At the risk of being cornered in the frozen food aisle and clubbed with frosty jalepeno poppers, I’m just going to say it…baseball is not a sport.
Saying this during the World Series with the home team in the game is ill-advised, and some might say provocative, but I have thought this through and constructed a completely logical argument.
In fact, this is the sustaining discussion of my marriage. Eric and I have had this on-going philosophical debate for over 15 years. I really think it is the glue that keeps us together. Eat that, Hallmark.
So over the years, we have devised an elaborate rubric about what is and is not a sport. Eric’s rules are somewhat draconian, but form the basis of our evaluation system.
Eric postulates that a sport has to have 2 opposing teams or individuals, struggling against each other for counter purposes, which have to be scored objectively. So, that rules out any individual activity where there is judging, such as gymnastics or diving. Those are exhibitions. It rules out anything where you don’t have an opponent other than yourself, like golf. That is a pastime. And anything where you are racing against a clock trying to better your own time, like downhill skiing, is a competition. Why? Because you can do better than everyone else that day and still suck in general. Basically, his rule includes soccer, which I agree, is the holy of holies.
It’s a pretty good rule, but it still leaves room for things I think are stupid, and that cannot stand. So, I have amended the rule to include a physical requirement for a sport. You have to be acting under your own power. Nascar is out. Firstly because it’s stupid and secondly because the car does all the work. Now I know some will say that Nascar takes amazing strength and agility. Maybe, but if simply resisting G forces is the basis for sporting, then my last bout with the stomach flu qualifies me as some mega athlete. So, Nascar is out.

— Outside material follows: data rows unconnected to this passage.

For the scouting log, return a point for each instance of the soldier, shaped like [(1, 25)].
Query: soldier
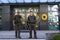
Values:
[(32, 23), (17, 24)]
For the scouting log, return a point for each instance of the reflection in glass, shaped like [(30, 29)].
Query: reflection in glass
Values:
[(53, 17)]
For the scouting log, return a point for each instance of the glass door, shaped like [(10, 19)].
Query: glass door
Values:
[(24, 12)]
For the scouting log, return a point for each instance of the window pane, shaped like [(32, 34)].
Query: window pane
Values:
[(27, 1), (51, 0), (57, 0), (35, 0), (43, 0), (21, 1), (12, 1), (4, 1), (53, 8), (53, 20)]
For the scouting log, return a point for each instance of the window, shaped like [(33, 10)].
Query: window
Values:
[(53, 17), (0, 16)]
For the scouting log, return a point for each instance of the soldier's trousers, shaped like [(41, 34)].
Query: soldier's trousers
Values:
[(32, 26), (17, 30)]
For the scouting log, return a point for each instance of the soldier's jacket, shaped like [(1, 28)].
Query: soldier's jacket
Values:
[(17, 19), (31, 19)]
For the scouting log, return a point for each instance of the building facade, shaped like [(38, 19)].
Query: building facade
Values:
[(8, 9)]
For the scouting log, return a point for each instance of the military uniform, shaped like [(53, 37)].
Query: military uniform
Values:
[(31, 24), (17, 22)]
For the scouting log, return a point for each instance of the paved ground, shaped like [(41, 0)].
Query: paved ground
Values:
[(10, 35)]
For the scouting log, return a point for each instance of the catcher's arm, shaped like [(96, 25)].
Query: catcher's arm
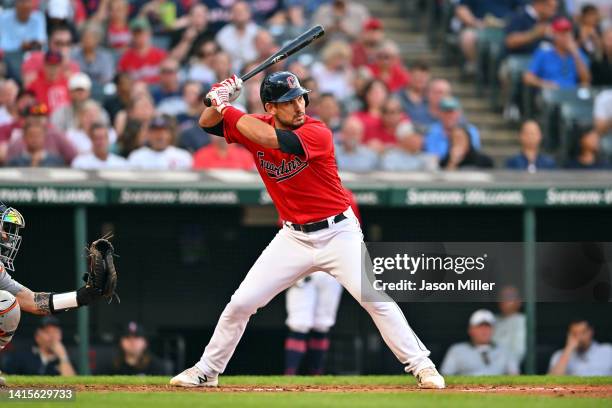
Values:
[(100, 282)]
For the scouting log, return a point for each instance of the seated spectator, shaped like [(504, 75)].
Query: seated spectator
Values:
[(561, 66), (510, 330), (60, 41), (79, 88), (588, 155), (34, 153), (22, 28), (200, 65), (56, 142), (221, 155), (372, 99), (382, 135), (160, 154), (461, 153), (238, 37), (123, 93), (87, 115), (525, 31), (142, 59), (480, 356), (187, 40), (408, 155), (364, 49), (342, 19), (588, 34), (530, 158), (51, 81), (167, 93), (582, 355), (334, 73), (602, 112), (8, 96), (99, 157), (475, 15), (437, 90), (47, 357), (93, 60), (134, 358), (118, 33), (413, 96), (351, 154), (438, 135), (329, 112), (527, 28), (601, 64), (388, 67)]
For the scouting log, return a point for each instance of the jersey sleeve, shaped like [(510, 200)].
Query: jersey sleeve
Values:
[(7, 283), (316, 139)]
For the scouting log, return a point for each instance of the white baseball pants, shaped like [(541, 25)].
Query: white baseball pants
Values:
[(292, 255)]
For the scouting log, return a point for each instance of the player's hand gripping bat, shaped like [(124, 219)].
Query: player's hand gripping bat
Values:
[(289, 49)]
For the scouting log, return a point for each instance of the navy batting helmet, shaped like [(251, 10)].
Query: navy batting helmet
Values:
[(281, 86)]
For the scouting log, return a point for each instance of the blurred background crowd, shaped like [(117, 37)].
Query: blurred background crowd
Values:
[(119, 83)]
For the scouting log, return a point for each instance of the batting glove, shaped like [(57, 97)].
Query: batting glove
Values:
[(234, 85), (219, 97)]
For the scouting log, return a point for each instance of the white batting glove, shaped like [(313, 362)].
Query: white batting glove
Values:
[(234, 85), (219, 97)]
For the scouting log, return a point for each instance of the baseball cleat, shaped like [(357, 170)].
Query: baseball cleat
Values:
[(194, 377), (430, 378)]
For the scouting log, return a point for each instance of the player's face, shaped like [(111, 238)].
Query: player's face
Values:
[(289, 115)]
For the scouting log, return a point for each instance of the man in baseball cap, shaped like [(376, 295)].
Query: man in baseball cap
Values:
[(479, 356), (563, 65)]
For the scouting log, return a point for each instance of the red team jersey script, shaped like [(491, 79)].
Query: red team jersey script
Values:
[(303, 188)]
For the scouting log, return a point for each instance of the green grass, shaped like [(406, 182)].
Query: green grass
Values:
[(320, 380), (298, 399)]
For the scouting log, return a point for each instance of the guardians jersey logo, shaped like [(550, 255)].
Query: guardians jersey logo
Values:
[(283, 171)]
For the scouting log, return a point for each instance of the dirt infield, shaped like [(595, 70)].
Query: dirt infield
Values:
[(592, 391)]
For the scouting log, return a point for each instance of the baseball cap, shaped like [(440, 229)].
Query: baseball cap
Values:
[(372, 24), (482, 316), (133, 329), (449, 104), (561, 24), (79, 80), (53, 57), (48, 321), (140, 24)]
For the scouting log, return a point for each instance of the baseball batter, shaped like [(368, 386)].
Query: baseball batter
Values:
[(294, 154), (312, 304), (14, 297)]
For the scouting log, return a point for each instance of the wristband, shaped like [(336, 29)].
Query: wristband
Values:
[(231, 115)]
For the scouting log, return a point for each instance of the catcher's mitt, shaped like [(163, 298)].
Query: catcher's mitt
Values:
[(101, 281)]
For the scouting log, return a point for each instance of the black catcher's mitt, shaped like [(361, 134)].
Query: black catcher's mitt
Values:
[(101, 280)]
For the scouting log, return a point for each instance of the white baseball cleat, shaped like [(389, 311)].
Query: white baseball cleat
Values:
[(430, 378), (194, 377)]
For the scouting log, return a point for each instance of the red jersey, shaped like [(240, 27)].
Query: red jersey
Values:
[(142, 67), (235, 157), (304, 188)]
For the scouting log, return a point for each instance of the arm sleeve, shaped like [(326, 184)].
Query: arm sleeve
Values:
[(289, 142), (9, 284), (316, 140), (216, 130)]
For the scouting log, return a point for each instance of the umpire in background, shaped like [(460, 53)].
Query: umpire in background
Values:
[(134, 357), (47, 356)]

Secondly, some physical exertion is required. This is where baseball falls down. You cannot be an elite athlete at the top of your game and be tubby with a face full of chaw. Sorry, but baseball is a pastime and a boring one at that. If there were a lions chasing the runners and a pit of hot coals under the pitcher, I would be willing to reconsider. But as such, baseball is hereby denied sport status.
Lastly, there is a clause around being generally annoying. This clause doesn’t render an activity completely sport-less but it does demote some to sub-sport status. Can’t stand the squeak of basketball shoes on the courts, but I also can’t deny those people are athletes, even though most of their ability comes from a genetic accident of freakish height. And any American football teams wearing silly throw-back outfits is temporarily suspended from sport hood.
So with that settled, Go RANGERS (and I do mean the Scottish Premier League Soccer Team).
As the co-author of a book about baseball, I am required to take umbrage at your designation that baseball is not a sport. However, that doesn’t mean I couldn’t smile along with your logic. For another view of baseball-as-sport, I suggest you listen to George Carlin describe the difference between the national pastime and football.
I’m so excited someone took umbrage! I just hope he returns it soon.
I’m with you on NASCAR. As talk-show host Jim Rome used to say, “Turning left is not a sport.”
Love it. Especially not in a circle. But, I have turned left in South America and taken my life into my hands doing so.